Map 2: Landscape Diversity shows the distribution of forest types in the Fraser Headwaters. The highest diversity is found at lower elevations within the Rocky Mountain Trench. Most of the side valleys are less diverse, although exceptions to this pattern occur in a few places, such as the Raush River Valley.
Map 3a: Ecological Risk In Detail and Map3b: Ecological Risk In Summary show areas with high sensitivity to disturbance, such as wetlands, steep slopes, high quality caribou habitat, and riparian ecosystems. Over 70% of the study area was identified as high ecological risk.
Map 4: Antique and Old-growth Forests highlights the location of the oldest forest stands within the Fraser Headwaters. Over 60% of the forests are old growth. The oldest of these forests, located in very humid locations at low elevations, are termed antique forests. Unique to British Columbia, and perhaps North America as a whole, antique forests have not undergone stand replacing natural disturbances since glaciations and function as biological storehouses and centres of dispersion of biological diversity.

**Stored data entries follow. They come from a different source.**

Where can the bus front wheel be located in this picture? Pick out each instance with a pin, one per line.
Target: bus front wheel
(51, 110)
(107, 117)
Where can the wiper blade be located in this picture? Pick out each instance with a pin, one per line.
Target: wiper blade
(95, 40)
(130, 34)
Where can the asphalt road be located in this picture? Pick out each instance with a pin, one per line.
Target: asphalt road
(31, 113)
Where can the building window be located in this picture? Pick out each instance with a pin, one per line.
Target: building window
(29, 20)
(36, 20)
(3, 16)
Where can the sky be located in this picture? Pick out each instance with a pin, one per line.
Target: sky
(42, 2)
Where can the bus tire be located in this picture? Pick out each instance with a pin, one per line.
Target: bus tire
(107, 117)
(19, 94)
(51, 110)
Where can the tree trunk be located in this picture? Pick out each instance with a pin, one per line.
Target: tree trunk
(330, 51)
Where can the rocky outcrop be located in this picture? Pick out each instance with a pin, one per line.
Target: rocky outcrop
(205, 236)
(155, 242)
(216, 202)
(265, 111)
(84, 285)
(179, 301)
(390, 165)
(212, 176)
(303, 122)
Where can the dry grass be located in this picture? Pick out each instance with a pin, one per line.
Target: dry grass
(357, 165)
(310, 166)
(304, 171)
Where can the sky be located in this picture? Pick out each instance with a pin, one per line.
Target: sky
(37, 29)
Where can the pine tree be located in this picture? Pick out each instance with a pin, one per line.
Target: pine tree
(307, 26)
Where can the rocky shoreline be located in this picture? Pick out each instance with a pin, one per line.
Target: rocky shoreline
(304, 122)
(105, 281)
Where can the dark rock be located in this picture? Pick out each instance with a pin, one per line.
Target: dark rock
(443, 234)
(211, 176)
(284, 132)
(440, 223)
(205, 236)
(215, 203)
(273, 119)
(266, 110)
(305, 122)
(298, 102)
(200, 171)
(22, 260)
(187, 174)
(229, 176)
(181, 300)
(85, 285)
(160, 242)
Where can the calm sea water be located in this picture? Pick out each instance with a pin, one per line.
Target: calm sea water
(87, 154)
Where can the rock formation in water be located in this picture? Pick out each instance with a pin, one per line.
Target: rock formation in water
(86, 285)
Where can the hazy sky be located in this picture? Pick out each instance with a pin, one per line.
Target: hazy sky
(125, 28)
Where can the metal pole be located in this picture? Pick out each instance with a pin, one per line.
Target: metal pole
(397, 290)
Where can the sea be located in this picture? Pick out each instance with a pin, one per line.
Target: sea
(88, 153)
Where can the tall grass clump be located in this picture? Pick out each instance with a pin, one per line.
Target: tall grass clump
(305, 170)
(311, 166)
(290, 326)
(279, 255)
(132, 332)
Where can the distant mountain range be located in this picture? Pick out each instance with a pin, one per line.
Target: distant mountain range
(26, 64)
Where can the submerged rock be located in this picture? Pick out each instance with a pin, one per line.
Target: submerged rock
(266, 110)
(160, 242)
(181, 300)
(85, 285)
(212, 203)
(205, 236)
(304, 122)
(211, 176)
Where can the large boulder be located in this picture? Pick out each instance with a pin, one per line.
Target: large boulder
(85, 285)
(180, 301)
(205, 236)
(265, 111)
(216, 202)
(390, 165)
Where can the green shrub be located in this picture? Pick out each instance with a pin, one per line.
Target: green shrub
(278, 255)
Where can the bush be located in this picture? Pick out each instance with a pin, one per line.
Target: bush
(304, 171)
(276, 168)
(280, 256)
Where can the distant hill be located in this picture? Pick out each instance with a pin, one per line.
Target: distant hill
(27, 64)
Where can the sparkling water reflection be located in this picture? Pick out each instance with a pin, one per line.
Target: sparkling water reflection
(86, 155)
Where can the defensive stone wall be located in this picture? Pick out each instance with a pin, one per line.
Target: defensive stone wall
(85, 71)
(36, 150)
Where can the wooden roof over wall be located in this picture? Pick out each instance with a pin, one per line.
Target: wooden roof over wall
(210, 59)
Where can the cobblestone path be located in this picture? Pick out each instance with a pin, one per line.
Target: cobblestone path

Map 5: Human Disturbance shows the extent of human activity on the landscape, including past and planned logging, roads, railroads, and cleared and private land.
Map 6: Protected Areas Network (PAN) synthesizes the information and analysis presented in Maps 1-5. The PAN shows those areas that must be set aside from industrial development in order to protect ecosystem functioning at the landscape level. The PAN includes two main components: Proposed Full Protection and Proposed Conservation Emphasis.
The Proposed Full Protection areas include a corridor along the Rocky Mountain Trench protecting the antique forests, and two major linkages connecting the Rocky and Columbia Mountains across the trench. The first linkage runs from the Raush River valley across the Fraser and up the Chalco Creek drainage. The second linkage includes the Goat River and the lower Morkill River watersheds. These linkages promote movement of plants, animals, and micro-organisms through the Fraser Headwaters area and between the large protected areas that border it on both sides.
The Proposed Conservation Emphasis areas buffer the Full Protection areas, provide protection for representative and unique ecosystems, and provide additional connectivity in the landscape. Although they do not require full protection, more stringent ecosystem-based guidelines for human use will need to be developed for these areas. Several main Conservation Emphasis areas were identified: a long corridor extending the length of the Rocky Mountain Trench, which will facilitate species movement along the Fraser; and a loop following the lower Morkill, upper McGregor, and lower Torpy Rivers, which will maintain the flow of species and energy between the McGregor and Fraser River systems.
Areas that fall outside the PAN require further ecosystem-based conservation planning at the watershed level. Such planning has already been carried out by the Silva Forest Foundation for two watershed units within the Fraser Headwaters: Horsey Creek/Small River/Kiwa Creek, and Raush River. Designation of human use areas and more detailed planning can now proceed in these two areas, while further ecosystem-based planning at the watershed level needs to be carried out in all areas not protected within the PAN.
What does the future hold for the Fraser Headwaters? Ultimately, maintaining the ecological integrity of the Fraser Headwaters will depend on the commitment of local communities to adopt an ecosystem-based approach and adapt it to local values and needs.